Gibt es demnächst Sportwetten bei Google Play? Der Google-Store ist jedem Android-Nutzer bekannt, denn die Apps für Smartphones und Tablets mit Android-Betriebssystem werden über Google Play vertrieben. Nun hat Google mit einer spannenden Personalie für Aufsehen gesorgt. Ein erfahrener Sportwetten-Spezialist soll Google Play für Sportwetten-Apps vorbereiten. Sportwetten und Glücksspiele sind ein heikles Thema für Anbieter wie Google. Deswegen ist es in der Vergangenheit nicht immer einfach gewesen, Apps mit diesen Themen im Google-Store unterzubringen. Vor allem in den USA war es bislang kaum möglich, Glücksspiel-Apps in irgendeiner Form über Google Play zu vertreiben.
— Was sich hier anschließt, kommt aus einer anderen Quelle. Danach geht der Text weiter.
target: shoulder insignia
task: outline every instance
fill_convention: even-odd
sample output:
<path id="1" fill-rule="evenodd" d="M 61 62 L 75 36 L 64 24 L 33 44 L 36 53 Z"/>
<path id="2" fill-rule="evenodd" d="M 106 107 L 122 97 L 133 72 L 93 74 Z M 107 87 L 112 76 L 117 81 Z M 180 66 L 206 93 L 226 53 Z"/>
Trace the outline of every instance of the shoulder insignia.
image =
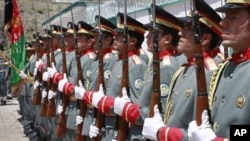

Doch das soll sich nun ändern. Google reagiert auf die Öffnung des Sportwetten-Marktes mit einer eigenen Abteilung für das Echtgeld-Glücksspiel. Niall MacKenzie, der in den letzten Jahren für die Glücksspielwerbung im Google-Konzern zuständig war, ist damit beauftragt worden, die Voraussetzungen für den Einstieg in das Sportwetten-Geschäft in den USA zu schaffen.

Sportwetten mit Echtgeld bei Google Play?

Google PlayWas ist damit genau gemeint? In Zukunft möchte Google Sportwettenanbietern die Möglichkeit geben, ihre Apps über Google Play zu vermarkten. Die sogenannten RMG-Apps (Real Money Gaming) müssen aber speziell in den USA mit zahlreichen gesetzlichen Vorgaben in Einklang gebracht werden. Dass das nicht einfach ist, wird daran deutlich, dass Google einen Zeitraum von zwölf Monaten angesetzt hat, um den Einstieg in das Geschäft mit Echtgeld-Glücksspiel vorzubereiten. Wenn von Glücksspiel die Rede ist, dann ist an dieser Stelle wahrscheinlich zunächst einmal nur das Sportwetten-Geschäft gemeint. Im Englischen geht es immer um „Gambling“, also das Spiel mit echtem Geld. Es ist davon auszugehen, dass Google irgendwann auch Casino-Apps in den USA zulassen wird, wenn die Sportwetten-Apps gut funktionieren. Für die zahlreichen Sportwettenanbieter in den USA ist es eine gute Nachricht, dass Google sich für dieses Marktsegment öffnet.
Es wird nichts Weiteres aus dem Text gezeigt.